TITLE: BUS ROUTES AND METAPREAPIC CUNTOLIC THERAPY

Report and update

Many thanks to those from other departments who have contacted me about the bus routes. We have decided to hold a competition. We will secretly film this process.

A spark of confidence came across the department the other day. We have been looking at a collection of old photographs of Whipsnade Zoo. We have noticed irregularities in the scale of the animals relative to the landscape. Why would someone do such a thing?

The verbena plant mysteriously donated to us, now has pride of place on our little balcony. Eric waters it every day. Jonny also helps him. We have put up a list for all those who would like to help water the plant.

The Jerusalem artichoke is responding well in our communal area. We have however noticed that an inordinate number of cigarette butts are being left in this area. Don't people realise that smoking causes cancer? This is an illness that hurts. We have put up 'Don't Smoke' posters in this area. So don't.

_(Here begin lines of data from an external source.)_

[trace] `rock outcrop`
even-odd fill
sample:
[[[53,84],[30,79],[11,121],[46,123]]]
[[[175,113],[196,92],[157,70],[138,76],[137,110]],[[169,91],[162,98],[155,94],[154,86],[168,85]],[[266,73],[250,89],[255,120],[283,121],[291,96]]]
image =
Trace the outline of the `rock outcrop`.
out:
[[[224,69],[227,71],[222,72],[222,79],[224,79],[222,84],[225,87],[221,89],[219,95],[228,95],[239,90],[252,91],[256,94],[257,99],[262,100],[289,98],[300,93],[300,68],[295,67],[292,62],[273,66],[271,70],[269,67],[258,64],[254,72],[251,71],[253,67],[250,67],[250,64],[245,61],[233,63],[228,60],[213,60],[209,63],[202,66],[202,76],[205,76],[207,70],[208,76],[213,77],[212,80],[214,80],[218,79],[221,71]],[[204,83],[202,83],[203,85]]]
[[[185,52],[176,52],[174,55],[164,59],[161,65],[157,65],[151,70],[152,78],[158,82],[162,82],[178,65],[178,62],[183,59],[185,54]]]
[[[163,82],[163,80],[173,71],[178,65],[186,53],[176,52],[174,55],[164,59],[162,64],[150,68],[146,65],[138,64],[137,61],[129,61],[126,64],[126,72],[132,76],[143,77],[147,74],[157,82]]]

Our people have returned from the Middle East. We have now been given the go ahead to play dirty with them. Off the record we now have a policy to take out anyone looking vaguely over weight. But we have done our sums. Just a 1% improvement in this activity would save up to 1000 lives. So we have decided that on balance it's a good thing.

Joyce has now come off her medication. She will be rejoining us in the 'typing pool' next week. Many of you will remember Joyce's careful and fastidious approach to her work. She has asked me to thank you all for the get well cards, especially the 'golfing holiday' one which certainly made her laugh.

A host of new information awaits those who check their locker boxes. Mr Cyder has finally agreed to the provision of sessions for all staff. We are told that this consists of an eight week programme of Metapreapic Cuntolic Therapy. Now that sounds glamourous doesn't it? Well we are reassured that the sessions are designed to enable staff to rebuild their inner soul, capture the wonder of their sexual organs and stimulate creative thinking. I pointed out to Mr Cyder that indeed an inner soul sounded a little tautological. He would have none of this and has reprimanded me for being stiff. Meanwhile, I am pondering, as we count in the tags from the 'Middle Eastern' dead, if an outer soul might facilitate a higher sense of communion.

Returning to work matters, be reassured that our latest figures show that an increase of human rights violations in the Middle East is unlikely to be challenged by the G7 countries. The figures just don't stack up. Curiously, we have been asked to carry out various unlikely scenario tests in order to be prepared. This has shown that, for example, if Israeli citizens were forced to live in squalid camps with little or no medical care and the threat of rocket gun ships, then G7 would act. I apologise for having to pass on this detail but I am under some pressure again from 'above' to show that we are actually doing something.